A glimmer of hope in the oral exam came when Mr Hogan confided, "I will say, your partner made a very good impression at the office." But then a trick question: What would you do if we turned you down? Wrong, I realised, to say I would go to the nearest pet shop. I said I would have to look carefully again at my facilities, think more deeply. Did I deserve a cat? He said I would hear something within 48 hours. That visit left me prickling. Suddenly, having offered to save a cat, we were on the defensive; our very motives questioned, the onus on us to prove that we weren't cat-torturers. The system seemed to have gone mad.

Two weeks passed. My girlfriend called. They would look up our papers and call back. Two more passed; the same response and no call-back. Then we gave up. Meanwhile there were stories of the RSPCA having to slaughter unadopted animals because of overcrowding; and appeals for foster homes.

Other stories, from acquaintances, revealed a strange new mood of inflexible and fierce means tests when it came to finding homes for these animals, not confined to the RSPCA. In general if you had never owned a cat you were ruled out; if you had owned one your answers were nearly always wrong. Some friends went to the Canterbury Society for Cat Adoption with their two young sons and picked out two kittens. One of them fell asleep in the arms of one of the children. They were deeply taken with the cats.

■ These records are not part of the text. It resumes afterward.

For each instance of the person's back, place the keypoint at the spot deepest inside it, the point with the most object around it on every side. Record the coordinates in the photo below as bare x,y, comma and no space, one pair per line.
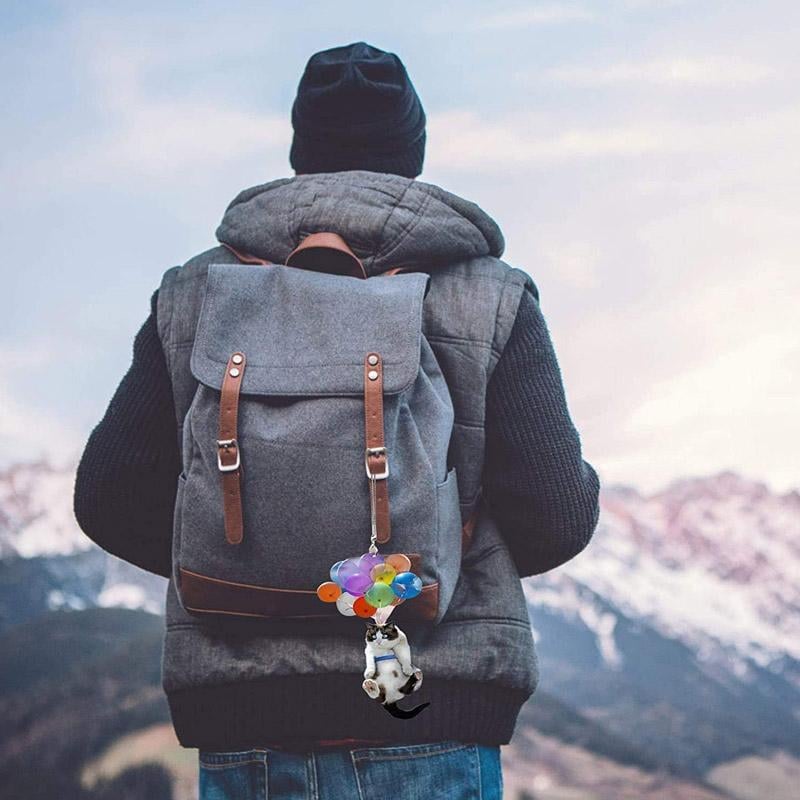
286,694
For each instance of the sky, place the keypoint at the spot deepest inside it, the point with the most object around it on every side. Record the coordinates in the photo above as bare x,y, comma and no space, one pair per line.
640,157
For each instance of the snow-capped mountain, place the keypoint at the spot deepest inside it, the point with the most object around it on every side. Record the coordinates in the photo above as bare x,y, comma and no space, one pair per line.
713,562
677,630
46,561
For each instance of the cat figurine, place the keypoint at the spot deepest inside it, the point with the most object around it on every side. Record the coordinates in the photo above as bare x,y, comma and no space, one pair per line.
389,675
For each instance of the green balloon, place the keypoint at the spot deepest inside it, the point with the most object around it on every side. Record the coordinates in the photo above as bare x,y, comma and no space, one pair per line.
380,595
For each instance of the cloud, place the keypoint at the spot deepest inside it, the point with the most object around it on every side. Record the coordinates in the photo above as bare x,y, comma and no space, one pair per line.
466,140
520,18
705,72
27,432
147,136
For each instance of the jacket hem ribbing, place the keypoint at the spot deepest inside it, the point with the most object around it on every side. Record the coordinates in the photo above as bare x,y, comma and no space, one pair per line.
297,712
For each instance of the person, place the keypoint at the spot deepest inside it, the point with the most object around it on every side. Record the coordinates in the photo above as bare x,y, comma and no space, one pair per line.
276,711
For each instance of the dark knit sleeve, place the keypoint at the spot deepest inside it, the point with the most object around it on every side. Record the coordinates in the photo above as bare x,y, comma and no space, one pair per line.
542,494
125,484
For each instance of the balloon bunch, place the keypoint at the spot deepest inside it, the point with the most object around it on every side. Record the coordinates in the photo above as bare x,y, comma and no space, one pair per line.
370,585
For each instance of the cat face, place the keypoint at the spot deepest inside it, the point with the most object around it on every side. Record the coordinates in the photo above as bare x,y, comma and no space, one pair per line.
382,633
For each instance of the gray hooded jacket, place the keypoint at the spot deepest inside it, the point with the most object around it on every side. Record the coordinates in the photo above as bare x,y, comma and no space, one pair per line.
241,683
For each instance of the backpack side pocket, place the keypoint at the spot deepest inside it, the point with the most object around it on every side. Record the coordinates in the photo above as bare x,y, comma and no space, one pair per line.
448,562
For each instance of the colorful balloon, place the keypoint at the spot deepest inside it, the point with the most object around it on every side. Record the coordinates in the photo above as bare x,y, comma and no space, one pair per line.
344,602
400,562
358,584
380,595
347,569
328,591
362,608
406,585
383,573
368,561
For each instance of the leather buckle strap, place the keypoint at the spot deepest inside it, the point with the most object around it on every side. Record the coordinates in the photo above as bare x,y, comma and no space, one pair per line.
376,460
229,458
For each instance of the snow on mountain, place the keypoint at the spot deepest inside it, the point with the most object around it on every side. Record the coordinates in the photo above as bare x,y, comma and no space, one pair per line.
36,516
713,562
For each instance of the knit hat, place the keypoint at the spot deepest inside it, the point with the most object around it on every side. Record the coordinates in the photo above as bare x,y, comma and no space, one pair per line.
356,108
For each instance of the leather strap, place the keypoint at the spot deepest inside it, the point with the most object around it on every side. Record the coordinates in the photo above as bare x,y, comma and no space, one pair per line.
376,462
326,252
228,453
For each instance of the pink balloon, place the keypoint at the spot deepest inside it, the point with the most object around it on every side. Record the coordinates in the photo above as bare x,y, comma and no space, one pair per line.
358,584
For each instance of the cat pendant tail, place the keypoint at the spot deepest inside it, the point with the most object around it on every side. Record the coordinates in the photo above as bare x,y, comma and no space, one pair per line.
389,675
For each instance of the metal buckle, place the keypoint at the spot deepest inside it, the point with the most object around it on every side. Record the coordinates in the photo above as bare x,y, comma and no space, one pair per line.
376,451
225,444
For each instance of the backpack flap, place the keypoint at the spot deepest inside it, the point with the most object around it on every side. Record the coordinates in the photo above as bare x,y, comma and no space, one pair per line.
286,361
306,333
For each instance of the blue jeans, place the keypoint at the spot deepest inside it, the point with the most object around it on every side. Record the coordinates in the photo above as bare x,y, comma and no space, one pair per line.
448,770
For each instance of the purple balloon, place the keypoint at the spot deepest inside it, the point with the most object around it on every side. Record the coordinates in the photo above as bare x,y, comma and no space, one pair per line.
358,584
347,569
368,561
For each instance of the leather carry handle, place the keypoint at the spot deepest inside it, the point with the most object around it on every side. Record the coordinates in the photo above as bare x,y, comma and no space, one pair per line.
326,252
320,252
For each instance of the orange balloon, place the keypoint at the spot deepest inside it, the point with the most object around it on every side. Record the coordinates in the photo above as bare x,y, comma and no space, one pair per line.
363,608
328,591
400,562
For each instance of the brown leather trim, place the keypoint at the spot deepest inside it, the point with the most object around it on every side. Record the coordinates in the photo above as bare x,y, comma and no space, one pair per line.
228,447
326,252
373,417
203,594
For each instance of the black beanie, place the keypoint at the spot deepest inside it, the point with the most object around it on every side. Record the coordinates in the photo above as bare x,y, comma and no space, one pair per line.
356,108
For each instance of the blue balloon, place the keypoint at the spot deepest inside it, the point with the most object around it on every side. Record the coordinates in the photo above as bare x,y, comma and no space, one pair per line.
406,585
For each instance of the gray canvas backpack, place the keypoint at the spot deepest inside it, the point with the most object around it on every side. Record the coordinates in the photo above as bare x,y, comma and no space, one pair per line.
321,420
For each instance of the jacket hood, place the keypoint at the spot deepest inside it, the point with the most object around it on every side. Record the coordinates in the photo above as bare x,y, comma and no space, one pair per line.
388,220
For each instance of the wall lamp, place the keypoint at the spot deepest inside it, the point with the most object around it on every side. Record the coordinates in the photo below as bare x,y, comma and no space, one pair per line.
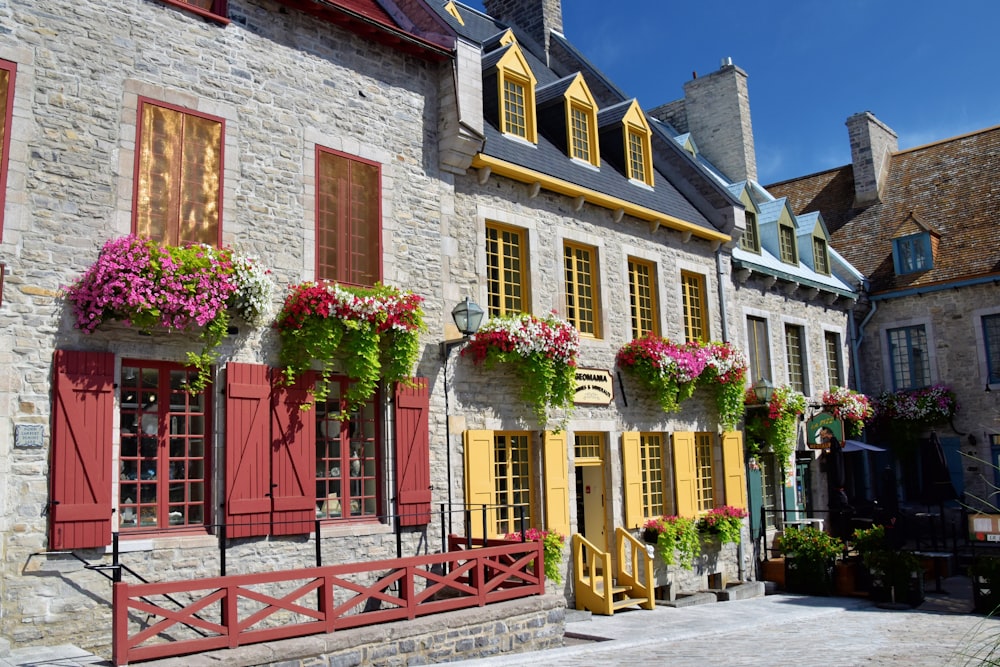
468,317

The inspection ruled out adoption on the grounds that there was a road outside their house that the kittens might be tempted to cross. An "inglenook" would have to be blocked in case they went up the chimney. They were refused, the children "inconsolable" according to their mother, who was herself "fairly pissed off". A married couple in London reported that they were asked for their mortgage certificate before an answer would be given. Another journalist told me that after adopting a dog from the Battersea Dogs' Home, an inspector turned up unannounced one day to make a spot check on the dog's welfare - an assumed right usually confined to VAT inspectors.

Last week I tried for the third time. I was told again they would look up my papers. Declaring now that I was reporting for this newspaper, Mr Hogan, the original inspector, called me back. He apologised. There had been a breakdown in communications, he said, and we had "got lost in the system", which was at breaking point. The cause, he said, was the recession working through the cat generations. Poverty has led to lack of neutering; pet shops have been selling at cut prices. Unselected owners, he implied, have dumped their cats and kittens. In our case there had been an "area of doubt" about the "geography" of our house, on which he had needed "a second opinion". Mr Hogan owns three cats of his own. Was he not qualified to judge sloping roofs and ledges? His area was a wider one, he said, "dogs, gerbils, ferrets". It needed another official who specialises in cats; to find "a cat that fitted the special circumstances". Normally the second inspection would have taken place in 24 hours. Did he really see the danger of a cat falling off that wall? "Oh they do," he said, "They can be very clumsy", conceding that "We can err on the side of caution at times." At least at the Mayhew Centre they apply a strict non-destruction policy for homeless cats, although this did not apply elsewhere in the RSPCA. Now we await our next inspection.